We will now begin the question and answer session. If you would like to ask a question, please raise your hand now. If you have dialed into today's call, please press star nine to raise your hand and star six to unmute. Please stand by while we compile the Q&A roster. Your first question comes from the line of Ralph Shackart with William Blair. Your line is open. Please go ahead.
Good morning. Thanks for taking the question. Maybe just kind of kick things off. Can you provide a bit more color on the rationale and the benefits you expect from your September strategic realignment? Sounds like you've made some fairly significant changes here, particularly in performance marketing strategy. But if you sort of outline the major benefits you expect beyond just the important sort of movement to a positive EBITDA, then I would follow up. Thanks.
Hey, Ralph, sure. So this September realignment was really the most recent stage of a process that began three years ago in order for us to get to breakeven. And I think it's worth noting that in total this process has reduced our GMV breakeven by almost $250 million. Throughout the process, we've really been focused on all parts of our cost structure, headcount, performance marketing, which you mentioned, as well as external vendor relationships. The goal for this one was really twofold. First, to achieve adjusted EBITDA profitability in the fourth quarter of this year, and then also to maintain that profitability and also reach positive free cash flow for the full year 26. And then second, importantly, to reallocate headcount and non-headcount investment from sales and marketing to higher ROI engineering and product development. And so we're now at a point where roughly 50% of our headcount is in product engineering, which I think is a good place to be.
Great. And it sounds like you had a pricing increase, like you said, on October 1st. Can you give us a sense of the order of magnitude there and how the platform has perform since you pushed through the price increase?
All right. What was the second part of the question?
Just on the price increase, what the reaction has been as a result of pushing that through.

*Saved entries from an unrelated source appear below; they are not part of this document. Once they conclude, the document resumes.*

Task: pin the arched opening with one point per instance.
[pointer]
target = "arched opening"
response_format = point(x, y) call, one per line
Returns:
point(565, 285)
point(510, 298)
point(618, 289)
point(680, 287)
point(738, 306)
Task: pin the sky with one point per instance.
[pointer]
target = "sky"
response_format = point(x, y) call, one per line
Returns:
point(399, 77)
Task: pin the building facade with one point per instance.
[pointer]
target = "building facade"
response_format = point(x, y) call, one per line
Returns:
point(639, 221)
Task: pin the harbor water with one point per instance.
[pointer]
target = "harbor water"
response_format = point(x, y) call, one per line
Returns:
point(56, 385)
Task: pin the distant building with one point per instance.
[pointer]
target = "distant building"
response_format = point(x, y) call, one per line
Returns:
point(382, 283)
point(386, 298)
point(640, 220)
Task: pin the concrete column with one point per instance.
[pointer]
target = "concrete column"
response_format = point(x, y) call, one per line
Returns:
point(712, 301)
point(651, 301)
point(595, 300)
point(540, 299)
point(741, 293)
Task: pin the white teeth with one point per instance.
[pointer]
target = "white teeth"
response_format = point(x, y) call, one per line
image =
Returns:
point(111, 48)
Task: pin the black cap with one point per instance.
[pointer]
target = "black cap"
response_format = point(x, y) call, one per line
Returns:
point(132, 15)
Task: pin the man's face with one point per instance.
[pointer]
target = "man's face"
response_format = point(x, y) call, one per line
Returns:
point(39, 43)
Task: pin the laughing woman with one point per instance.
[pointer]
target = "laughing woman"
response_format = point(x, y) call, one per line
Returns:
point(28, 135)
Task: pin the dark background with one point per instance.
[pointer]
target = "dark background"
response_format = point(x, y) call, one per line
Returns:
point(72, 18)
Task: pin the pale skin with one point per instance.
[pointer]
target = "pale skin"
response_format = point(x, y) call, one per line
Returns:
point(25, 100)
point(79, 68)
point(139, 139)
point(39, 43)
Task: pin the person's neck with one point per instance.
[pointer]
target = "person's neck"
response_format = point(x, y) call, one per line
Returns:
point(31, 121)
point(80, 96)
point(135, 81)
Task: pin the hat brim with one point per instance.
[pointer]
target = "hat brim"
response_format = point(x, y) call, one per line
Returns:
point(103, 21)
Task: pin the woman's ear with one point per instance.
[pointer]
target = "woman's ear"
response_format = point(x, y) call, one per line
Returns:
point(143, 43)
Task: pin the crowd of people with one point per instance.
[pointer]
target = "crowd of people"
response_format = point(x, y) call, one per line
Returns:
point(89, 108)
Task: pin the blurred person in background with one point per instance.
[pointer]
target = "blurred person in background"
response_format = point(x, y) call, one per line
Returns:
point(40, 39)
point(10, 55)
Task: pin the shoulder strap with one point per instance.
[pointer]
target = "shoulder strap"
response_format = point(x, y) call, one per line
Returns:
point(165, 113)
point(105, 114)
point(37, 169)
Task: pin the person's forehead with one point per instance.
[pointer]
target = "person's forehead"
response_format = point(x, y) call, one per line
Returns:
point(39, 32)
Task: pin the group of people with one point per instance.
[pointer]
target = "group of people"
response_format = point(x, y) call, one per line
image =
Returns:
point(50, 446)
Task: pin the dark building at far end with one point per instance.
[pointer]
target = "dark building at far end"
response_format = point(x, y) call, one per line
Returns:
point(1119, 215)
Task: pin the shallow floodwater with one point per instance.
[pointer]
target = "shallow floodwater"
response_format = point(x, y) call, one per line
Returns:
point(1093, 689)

Yeah, so I mean in general we try to make sure that our prices to sellers align with the value that we create. We've obviously made a lot of improvements and investments into the platform since 2019, yet we really haven't meaningfully changed rates over that time. And so this was a very targeted combined subscription increase and also at certain price points commission increase. The subscription part of it only impacted about 20% of our sellers and amounted to roughly a 10% increase on those 20%. And we saw no meaningful increase in churn as a result, I think because of the sort of proportionality between value creation and the cost that we charge our sellers. Okay, great. Thanks, David.
There are no further questions at this time. This concludes today's call. Thank you for attending and you may now disconnect.